Bicycle helmets just make sense.  They save lives.  I trust my kid to ride his bike safely.  I don't trust the drivers on the road.  I survived childhood without a brain injury, as did most of my friends. Not all kids survived it.  Bicycle helmets actually became popular before they became required in some places.  They became required because they reduce brain injury.

Neither of these things are a liberal plot, or a plot by govt to seize power.  The former was clear and necessary policy to address a tragic and economically costly public health issue (in tandem with the removal of lead from gasoline, ceramics used for cooking, eating and drinking, and many other sources of lead poisoning). The latter was a common sense solution to a head injury problem first used by serious cyclists to protect themselves.  That successful solution was extended by rational parents to their children.  

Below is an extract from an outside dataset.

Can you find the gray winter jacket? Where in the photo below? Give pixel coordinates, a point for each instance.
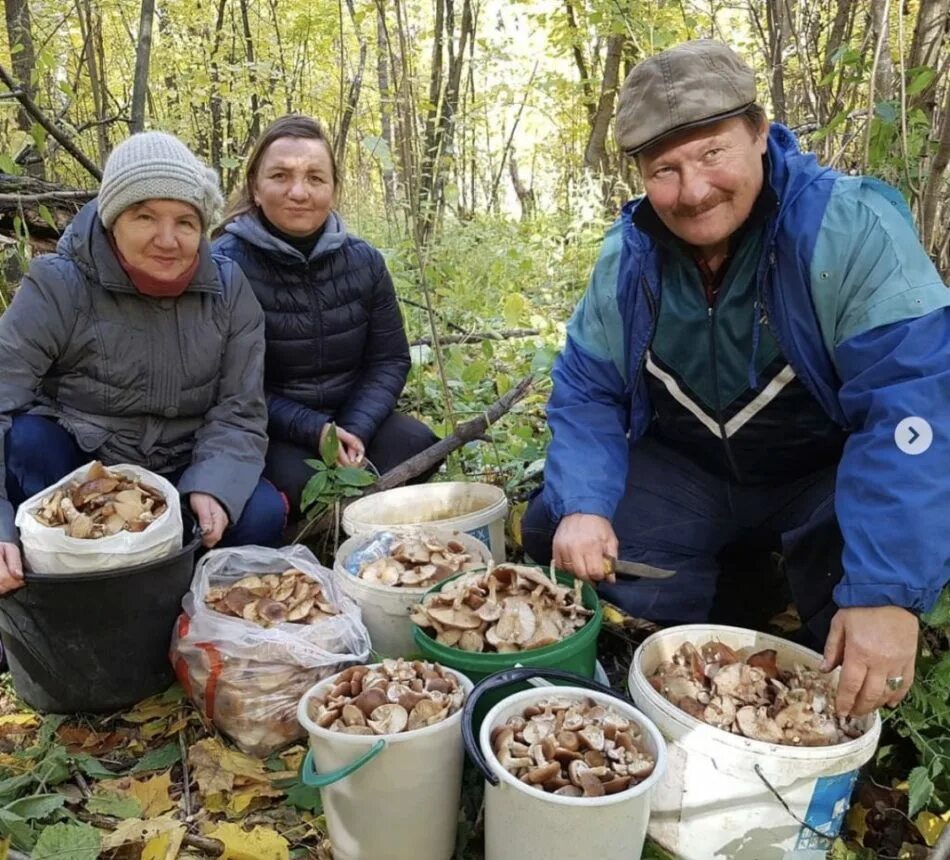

As for volleyball, I have no strong opinions, except this.  As kids, my friends and I mostly enjoyed it, but we saw it for what it was:  an activity trotted out by a lazy gym teacher who couldn't be bothered to do his job that day.


----------



## Rick Carver




----------



## Companion Joe

Good stuff, Rick. I agree wholeheartedly.


----------



## Warrior1256

Man, does your story bring back memories. It is almost an exact blue print of my life as a kid. My wife also read this and concurs. Thanks so much for sharing this story.


----------



## jjjjjggggg

... and the beat goes on...


----------



## admarcus1

admarcus1 said:


> As for volleyball, I have no strong opinions, except this.  As kids, my friends and I mostly enjoyed it, but we saw it for what it was:  an activity trotted out by a lazy gym teacher who couldn't be bothered to do his job that day.




Just realized that dodgeball auto corrected to volleyball in my post. Last gym teachers had us play dodgeball when they couldn't be bothered.  Lazy social studies teachers had a rotation of filmstrips, and for science, it would be a National Geographic wildlife film.


----------



## bezobrazan

I love this!


----------